Which brings me to my next lost skill of the empowered and yet seriously deprived generation I belong to: using a landline.  I had a startling moment of clarity the other day while I was at work and had to make a call using the landline provided by my superior.  The phone felt awkward in my hands and my fingers danced around on the plastic handle, trying to find a comfortable place. I genuinely couldn’t remember the last time I’d used a landline.  Suddenly all of those pretend scenarios I’d acted out as a little girl–I was a busy secretary with nails longer than a middle aged woman’s shorts and had so many phone calls coming through on my red Fisher-Price telephone that I was constantly placing people on hold with a no-patience Jersey accent I’d unreasonably adopted growing up in California–seemed irrelevant.  They had prepared me for a life of holding square cell phones that didn’t demand a certain grip around their surfaces. In fact, Past ‘me’, dressed up in my mother’s all important business skirt from 1987 would have no doubt been disappointed in present ‘me’, fumbling around with the same shaped landline I’d dutifully practiced with.

But the saddest part of all about this lost art of learning to maneuver with a landline cord tangled around you, is that it has also cut off so many of my peers, and those younger than me, from learning how to make a phone call.  This once worshiped custom, one that we saw being prioritized by expectant teenage girls a week before the big dance or the days following a first date, has also been swept into the same corner with the dying man watching Jeopardy.  Arguments between siblings over abusing phone time privileges seem ridiculous now. The ceremony of receiving your own phone in your bedroom is one that we can now compare to the totem ceremony witnessed in Brother Bear, though the historical context was surely a little skewed, the idea still stands.  Does anyone remember the whimsical and impressive shapes that phones used to come in? Who didn’t envy DJ Tanner’s lip-shaped phone or Elle Woods’ furry landline that we all secretly wanted to wear as a slipper? Making a phone call is an inconvenience now, and it’s one that I’ve observed has plagued those outside my own generation as well as my own, those that used to sprint to the phone when it rang–I’m talking to you, 25-40 crowd.  ‘Human interaction? Hear your voice? Jeez, might as well make me write a letter with a quill you made from the turkey you shot for dinner while you’re at it.’ are some responses that I might hear in regard to the prospect of calling someone instead of texting.

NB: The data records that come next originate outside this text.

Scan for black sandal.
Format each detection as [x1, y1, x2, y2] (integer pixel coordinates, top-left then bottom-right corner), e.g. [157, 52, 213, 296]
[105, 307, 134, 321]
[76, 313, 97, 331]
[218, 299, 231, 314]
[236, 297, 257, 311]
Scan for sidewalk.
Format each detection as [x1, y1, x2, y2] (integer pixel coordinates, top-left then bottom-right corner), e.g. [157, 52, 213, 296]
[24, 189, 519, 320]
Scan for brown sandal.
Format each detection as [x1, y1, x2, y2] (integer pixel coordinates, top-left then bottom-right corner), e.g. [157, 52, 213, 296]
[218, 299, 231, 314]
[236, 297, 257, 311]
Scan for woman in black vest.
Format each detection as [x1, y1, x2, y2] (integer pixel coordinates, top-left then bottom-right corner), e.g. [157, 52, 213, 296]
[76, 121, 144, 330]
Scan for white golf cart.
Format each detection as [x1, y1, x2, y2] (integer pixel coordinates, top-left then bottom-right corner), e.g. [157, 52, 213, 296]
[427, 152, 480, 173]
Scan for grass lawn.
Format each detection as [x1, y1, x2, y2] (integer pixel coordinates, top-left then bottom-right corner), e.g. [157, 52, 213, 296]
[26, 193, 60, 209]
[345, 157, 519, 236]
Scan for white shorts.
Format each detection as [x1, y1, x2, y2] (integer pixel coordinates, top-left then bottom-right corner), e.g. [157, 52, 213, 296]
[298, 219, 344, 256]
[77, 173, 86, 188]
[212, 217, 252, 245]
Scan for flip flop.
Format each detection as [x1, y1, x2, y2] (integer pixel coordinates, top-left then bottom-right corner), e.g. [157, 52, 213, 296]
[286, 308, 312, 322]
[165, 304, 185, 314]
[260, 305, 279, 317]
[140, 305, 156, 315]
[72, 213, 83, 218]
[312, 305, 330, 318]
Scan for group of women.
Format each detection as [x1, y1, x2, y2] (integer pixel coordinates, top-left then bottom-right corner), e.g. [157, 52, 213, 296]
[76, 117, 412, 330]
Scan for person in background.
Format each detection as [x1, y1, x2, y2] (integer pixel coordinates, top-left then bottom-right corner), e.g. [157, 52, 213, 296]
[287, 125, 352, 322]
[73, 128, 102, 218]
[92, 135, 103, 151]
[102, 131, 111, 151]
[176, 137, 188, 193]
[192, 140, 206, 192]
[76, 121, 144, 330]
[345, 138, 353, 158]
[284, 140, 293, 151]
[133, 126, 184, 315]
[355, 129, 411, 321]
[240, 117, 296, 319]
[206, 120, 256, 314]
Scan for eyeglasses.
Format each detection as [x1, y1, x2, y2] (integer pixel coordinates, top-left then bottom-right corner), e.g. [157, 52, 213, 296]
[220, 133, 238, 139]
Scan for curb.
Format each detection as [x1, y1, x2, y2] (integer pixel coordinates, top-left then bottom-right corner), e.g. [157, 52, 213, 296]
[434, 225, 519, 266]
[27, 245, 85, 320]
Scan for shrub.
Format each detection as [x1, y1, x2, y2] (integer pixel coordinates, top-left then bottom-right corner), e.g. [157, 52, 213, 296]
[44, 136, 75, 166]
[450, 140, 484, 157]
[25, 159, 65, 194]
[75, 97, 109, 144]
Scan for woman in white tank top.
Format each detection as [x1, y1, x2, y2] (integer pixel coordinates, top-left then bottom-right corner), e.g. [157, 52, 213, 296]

It seems that communication, in any way, shape or form, is a hassle now.  Even some of the most important written forms–resumes, cover letters, letters in general (come on, don’t you miss getting mail besides bills?)–are not valued among many.  Where does that leave more trivial and unnecessary but considerate communication forms such as ‘Thank you’ notes? I haven’t written a formal ‘Thank You’ note since I was about eight years old and my mother handed me a stack of dusty cards she’d dug out of a back closet somewhere and informed me that we weren’t having lunch until I wrote a ‘Thank You’ card to everyone that had sent me something for my birthday.  ’Yes,’ she said, ‘even Grandma,’ who had sent me a “You’re Five!” card for the last three years. I can confidently assert that very few people my age suffered through a similar experience and therefore never learned such a skill. If they did, they’ve probably shelved it along with learning how to rewind a VHS. I wouldn’t even know where to buy ‘Thank You’ cards anymore.  It might require ensuring the security of the wheels on the covered wagon for a trip ‘into town’ to the Mercantile.  Who knows?

Perhaps the 98 year old dying in the corner would know, though we won’t ask him.  He just might talk our ears off with a story about the really important things in life.  You know, a boring story from his youth.